Europe’s THOR Project Revolutionizes Battery Innovation with Digital Twins

Europe’s battery industry is undergoing a significant transformation, driven by the urgent need to reduce reliance on physical testing and accelerate innovation. At the heart of this shift is the Horizon Europe project THOR, which aims to revolutionise battery design, performance, and safety validation through the development of predictive digital twins. This initiative could reshape the competitive landscape of the energy transition value chain, where Europe, Asia, and the US are locked in a strategic race.

THOR’s mission is to replace a substantial portion of physical testing with virtual simulations, thereby accelerating design processes and reducing costs without compromising accuracy. The project’s core innovation is the development of a digital twin for batteries, a dynamic virtual replica that simulates performance, lifetime, and safety with high fidelity. This tool aims to reduce physical testing requirements by at least 50%, generating richer datasets that enable more precise optimisation of battery design, usage, and maintenance strategies.

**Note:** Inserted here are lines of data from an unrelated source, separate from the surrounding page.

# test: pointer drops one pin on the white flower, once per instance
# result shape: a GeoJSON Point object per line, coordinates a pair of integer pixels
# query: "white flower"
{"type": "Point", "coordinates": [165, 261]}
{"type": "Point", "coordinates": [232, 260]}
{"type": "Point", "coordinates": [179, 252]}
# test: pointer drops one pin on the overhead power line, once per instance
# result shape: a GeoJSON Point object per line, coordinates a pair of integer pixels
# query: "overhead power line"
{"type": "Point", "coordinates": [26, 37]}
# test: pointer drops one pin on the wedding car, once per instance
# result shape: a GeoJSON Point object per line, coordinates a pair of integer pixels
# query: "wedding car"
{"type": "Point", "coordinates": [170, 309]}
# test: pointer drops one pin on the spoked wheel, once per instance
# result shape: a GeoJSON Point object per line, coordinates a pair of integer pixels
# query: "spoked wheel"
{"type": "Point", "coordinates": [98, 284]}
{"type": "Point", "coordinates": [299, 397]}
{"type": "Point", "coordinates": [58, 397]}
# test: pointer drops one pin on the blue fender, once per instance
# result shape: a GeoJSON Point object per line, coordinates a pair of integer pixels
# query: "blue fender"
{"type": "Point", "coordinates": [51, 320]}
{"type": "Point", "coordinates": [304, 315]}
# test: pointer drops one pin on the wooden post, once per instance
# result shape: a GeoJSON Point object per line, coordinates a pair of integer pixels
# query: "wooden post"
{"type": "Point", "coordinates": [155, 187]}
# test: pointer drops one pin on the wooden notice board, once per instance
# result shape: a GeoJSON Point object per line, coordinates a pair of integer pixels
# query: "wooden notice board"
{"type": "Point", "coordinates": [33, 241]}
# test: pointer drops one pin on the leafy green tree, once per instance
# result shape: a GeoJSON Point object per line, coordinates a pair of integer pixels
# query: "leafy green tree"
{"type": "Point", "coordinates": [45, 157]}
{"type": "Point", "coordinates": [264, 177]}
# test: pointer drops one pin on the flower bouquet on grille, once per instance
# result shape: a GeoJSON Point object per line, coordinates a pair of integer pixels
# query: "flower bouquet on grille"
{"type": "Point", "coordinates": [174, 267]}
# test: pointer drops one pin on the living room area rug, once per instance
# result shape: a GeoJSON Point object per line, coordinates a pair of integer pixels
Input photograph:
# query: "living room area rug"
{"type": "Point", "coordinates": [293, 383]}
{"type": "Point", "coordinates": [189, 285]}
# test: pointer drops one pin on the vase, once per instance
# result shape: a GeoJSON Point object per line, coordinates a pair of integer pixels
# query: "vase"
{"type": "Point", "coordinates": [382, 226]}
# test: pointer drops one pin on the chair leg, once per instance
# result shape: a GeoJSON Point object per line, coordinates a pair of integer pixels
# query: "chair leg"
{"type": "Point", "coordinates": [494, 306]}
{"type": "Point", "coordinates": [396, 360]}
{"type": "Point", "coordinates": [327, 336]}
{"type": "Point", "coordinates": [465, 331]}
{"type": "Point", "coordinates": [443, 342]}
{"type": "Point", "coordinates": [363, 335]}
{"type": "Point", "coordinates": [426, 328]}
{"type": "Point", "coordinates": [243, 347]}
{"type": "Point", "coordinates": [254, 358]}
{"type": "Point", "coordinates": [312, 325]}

The digital twin will integrate three predictive models—at cell, module, and pack levels—into a single platform. This system will provide real-time visualisation of capacity fade, thermal gradients, and safety margins, supporting faster and more reliable engineering decisions across the battery value chain. To achieve these objectives, THOR brings together a pan-European consortium combining experimental, computational, and industrial expertise.

The consortium includes CEA and INERIS (France), VUB (Belgium) for experimental testing, data generation, and model calibration; FEAC (Greece) for the development of the hybrid digital twin framework and AI integration; Varta Innovation (Austria), Flash Battery (Italy), and ENGIE-Laborelec (Belgium) for the provision of prototypal cells, modules, and battery packs, as well as testing under real-world conditions; and ICONS (Italy) and UNE (Spain) for dissemination, communication, exploitation, and alignment with European standardisation strategies.

The digital twin developed by THOR will operate through a graphical interface that delivers real-time predictions of performance, safety, and ageing. By transforming testing from a retrospective into a predictive process, THOR’s digital twin enables faster innovation cycles and more reliable product qualification. The project combines physics-based high-fidelity models with AI-driven approaches, merging models with experimental evidence to create a scalable digital twin capable of real-time, multi-scale predictions.

THOR has already achieved significant progress. Varta Innovation and Flash Battery have manufactured and distributed 757 cylindrical 21700 cells with NMC/Graphite and LFP/Graphite chemistries. Extensive testing campaigns have been conducted to calibrate high-fidelity models and establish new experimental methodologies. ENGIE-Laborelec has evaluated cell performance under photovoltaic cycling conditions, benchmarking predictive accuracy against real-world profiles. CEA and VUB achieved over 95% accuracy in capacity predictions at the cell level, while Flash Battery presented the first prototypes at module and battery pack levels.

As THOR moves forward, the focus will shift towards upscaling models to pack and module levels, ensuring predictive accuracy at higher system scales. Subsequent work will concentrate on numerical integration and model simplification, a critical step to ensure the digital twin can deliver real-time results without sacrificing fidelity. This transition will pave the way for a deployable tool capable of supporting both R&D workflows and operational decision-making in industry.

Industrial partners underline the practical importance of THOR’s work. Flash Battery stresses that digital twins and predictive maintenance will deliver measurable benefits across the supply chain, including higher production efficiency, reduced operating costs, enhanced safety, and improved sustainability. Varta Innovation highlights that the digital twin reduces the physical testing burden while providing deeper insights into cell behaviour, directly enabling faster product optimisation. ENGIE-Laborelec emphasises the role of digital twins in the stationary storage sector, where safety, reliability, and lifetime are critical.

THOR also aims to demonstrate that digital twins can achieve results comparable to physical testing, supporting future updates to international standards such as IEC and CENELEC on safety, energy efficiency, and battery management. The project is part of the TwinBatt Cluster, which unites four Horizon Europe projects—DigiBatt, THOR, AccCellBaT, and FASTEST—at the forefront of digital battery research.

The development of predictive digital twins by THOR could significantly impact the battery industry, accelerating innovation and reducing costs. By enabling faster and more reliable engineering decisions, this technology could enhance Europe’s competitiveness in the global energy transition value chain. The project’s success could also pave the way for broader adoption of digital twins in other industries, driving further advancements in technology and sustainability.